AP Photo/Felipe Dana 14554949219914 Criança recém-nascida com microcefalia

O governo do Rio Grande do Sul suspendeu neste sábado (13) o uso em água para consumo humano do larvicida Pyriproxyfen, utilizado para deter o desenvolvimento da larva do mosquito Aedes aegypti, transmissor do vírus zika. O produto é fabricado pela Sumitomo Chemical.

A decisão foi tomada após uma hipótese levantada por pequisadores argentinos da Physicians in the Crop-Sprayed Towns (PCST) que suspeitam que a substância pode potencializar a má-formação cerebral causada pelo zika vírus. 

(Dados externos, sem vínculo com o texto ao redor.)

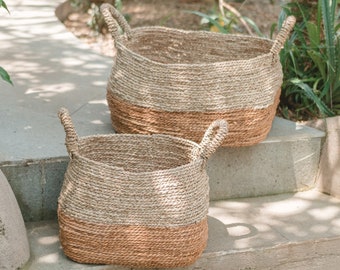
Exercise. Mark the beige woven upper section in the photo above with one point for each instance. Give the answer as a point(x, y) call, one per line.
point(176, 70)
point(135, 181)
point(147, 180)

O larvicida, enviado pelo Ministério da Saúde, era utilizado em pequena escala no Rio Grande do Sul, apenas em casos específicos, quando não é possível evitar o acúmulo de água nem remover os recipientes, como chafarizes e vasos de cimento em cemitérios. No Brasil, o larvicida passou a ser utilizado em 2014 em regiões com pouco saneamento, onde há necessidade de armazenamento de água e os depósitos não podem ser protegidos fisicamente.

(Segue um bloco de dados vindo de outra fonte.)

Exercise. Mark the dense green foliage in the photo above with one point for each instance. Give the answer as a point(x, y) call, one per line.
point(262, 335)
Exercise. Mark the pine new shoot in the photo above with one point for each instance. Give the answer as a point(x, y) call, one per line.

"Decidimos suspender o uso do produto em água para consumo humano até que se tenha uma posição do Ministério da Saúde e, por isso, reforçamos ainda mais o apelo à população para que elimine qualquer possível foco do mosquito", explicou o secretário estadual da Saúde, João Gabbardo dos Reis. Segundo os dados da Vigilância Ambiental, 75% dos focos estão localizados em residências ou ambientes domésticos.

A publicação lembra o caso da Colômbia, onde mais de 5 mil mulheres grávidas foram infectadas pelo vírus da zika, segundo dados divulgados neste sábado pelo Instituto Nacional de Saúde, enão há registro de microcefalia no país.

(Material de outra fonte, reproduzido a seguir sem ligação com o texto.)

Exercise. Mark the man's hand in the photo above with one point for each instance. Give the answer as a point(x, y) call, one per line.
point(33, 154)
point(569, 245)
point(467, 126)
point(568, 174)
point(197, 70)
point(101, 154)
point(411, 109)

Uma reprodução do relatório foi divulgada pela Rede Universitária de Ambiente e Saúde (REDUAS) – uma organização argentina que reúne estudiosos que avaliam o impacto degradação ambiental e da produção em grande escala na saúde humana – no dia 9 de fevereiro. O texto em questão afirma que a má-formação cerebral detectada em bebês de grávidas que vivem em áreas onde passou a ser utilizado o Pyriproxyfen na água potável "não é uma coincidência". O relatório cita a Monsanto ao afirmar que a Sumitomo Chemical é uma subsidiária japonesa da empresa. Por meio de assessoria, a Monsanto informou que "não tem qualquer relação com a Sumitomo Chemical" e que essa informação não procede.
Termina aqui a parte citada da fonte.